Convert the SubRip file format to a tabular data frame of times and text.
read_srt(path, collapse = "\n")
A path or connection to an .srt
file.
The character with which to separate subtitle lines.
A data frame of subtitles.
The SubRip format is a newline-separated, non-tabular text file with groups of subtitle text separated by a newline character and preceded by an index and a timestamp string containing the length of the spoken subtitle text. These components (index, time, text) can be parsed individually and combined into a data frame of subtitle groups.
# read linear text to tabular data
read_srt(srt_example(), collapse = " ")
#> # A tibble: 2,268 × 4
#> n start end subtitle
#> <int> <dbl> <dbl> <chr>
#> 1 1 85.2 88.0 I owe everything to George Bailey.

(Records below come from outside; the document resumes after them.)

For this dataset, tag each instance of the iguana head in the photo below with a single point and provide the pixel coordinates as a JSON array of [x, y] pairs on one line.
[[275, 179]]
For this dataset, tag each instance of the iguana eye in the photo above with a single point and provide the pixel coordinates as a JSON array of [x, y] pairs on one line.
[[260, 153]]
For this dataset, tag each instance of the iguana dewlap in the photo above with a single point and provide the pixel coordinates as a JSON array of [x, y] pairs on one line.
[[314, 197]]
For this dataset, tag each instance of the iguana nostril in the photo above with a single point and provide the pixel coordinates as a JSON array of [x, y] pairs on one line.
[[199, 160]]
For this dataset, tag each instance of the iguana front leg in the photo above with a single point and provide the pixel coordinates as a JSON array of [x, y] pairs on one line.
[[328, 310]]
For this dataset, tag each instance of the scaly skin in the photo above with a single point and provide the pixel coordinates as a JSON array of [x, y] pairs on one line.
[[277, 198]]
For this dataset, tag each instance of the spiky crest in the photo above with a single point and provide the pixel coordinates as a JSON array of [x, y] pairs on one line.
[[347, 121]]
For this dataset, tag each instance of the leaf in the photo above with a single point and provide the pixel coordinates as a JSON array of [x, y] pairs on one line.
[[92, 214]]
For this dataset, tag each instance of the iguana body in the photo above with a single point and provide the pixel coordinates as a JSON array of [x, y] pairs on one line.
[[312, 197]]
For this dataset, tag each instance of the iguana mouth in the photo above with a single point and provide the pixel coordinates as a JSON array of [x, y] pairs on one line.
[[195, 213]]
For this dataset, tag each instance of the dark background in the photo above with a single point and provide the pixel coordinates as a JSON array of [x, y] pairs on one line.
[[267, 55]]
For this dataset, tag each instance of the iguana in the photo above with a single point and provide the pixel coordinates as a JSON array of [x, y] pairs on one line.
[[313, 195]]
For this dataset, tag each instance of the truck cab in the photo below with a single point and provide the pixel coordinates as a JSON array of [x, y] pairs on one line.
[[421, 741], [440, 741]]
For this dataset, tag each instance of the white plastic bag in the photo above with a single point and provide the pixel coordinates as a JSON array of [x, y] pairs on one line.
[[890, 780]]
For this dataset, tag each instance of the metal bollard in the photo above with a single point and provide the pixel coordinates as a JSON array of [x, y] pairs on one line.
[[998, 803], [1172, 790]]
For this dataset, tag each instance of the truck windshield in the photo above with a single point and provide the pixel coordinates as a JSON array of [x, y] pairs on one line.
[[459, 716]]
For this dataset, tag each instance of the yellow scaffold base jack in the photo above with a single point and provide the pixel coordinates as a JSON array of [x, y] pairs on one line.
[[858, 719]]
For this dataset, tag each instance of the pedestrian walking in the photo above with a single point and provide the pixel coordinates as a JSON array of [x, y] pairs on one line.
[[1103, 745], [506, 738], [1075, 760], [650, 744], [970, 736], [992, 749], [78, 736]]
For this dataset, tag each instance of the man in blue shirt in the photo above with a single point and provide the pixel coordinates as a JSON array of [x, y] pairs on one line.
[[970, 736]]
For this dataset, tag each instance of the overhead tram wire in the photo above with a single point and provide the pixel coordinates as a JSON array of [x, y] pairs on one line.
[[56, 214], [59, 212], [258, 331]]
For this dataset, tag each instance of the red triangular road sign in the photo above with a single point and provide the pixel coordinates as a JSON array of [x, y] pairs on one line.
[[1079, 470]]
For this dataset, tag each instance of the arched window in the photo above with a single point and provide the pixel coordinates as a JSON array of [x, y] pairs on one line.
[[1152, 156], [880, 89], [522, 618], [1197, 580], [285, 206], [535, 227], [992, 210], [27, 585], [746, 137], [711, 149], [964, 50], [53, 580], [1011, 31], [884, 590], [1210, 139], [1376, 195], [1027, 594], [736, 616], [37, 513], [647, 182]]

#> 2 2 88.4 90.3 Help him, dear Father.
#> 3 3 90.7 93.7 Joseph, Jesus and Mary,
#> 4 4 93.8 96.4 help my friend Mr. Bailey.
#> 5 5 96.9 99.5 Help my son George tonight.
#> 6 6 100. 102. He never thinks about himself, God.
#> 7 7 102. 104. That's why he's in trouble.
#> 8 8 104. 105. George is a good guy.
#> 9 9 106. 108. Give him a break, God.
#> 10 10 108. 110. I love him, dear Lord.
#> # ℹ 2,258 more rows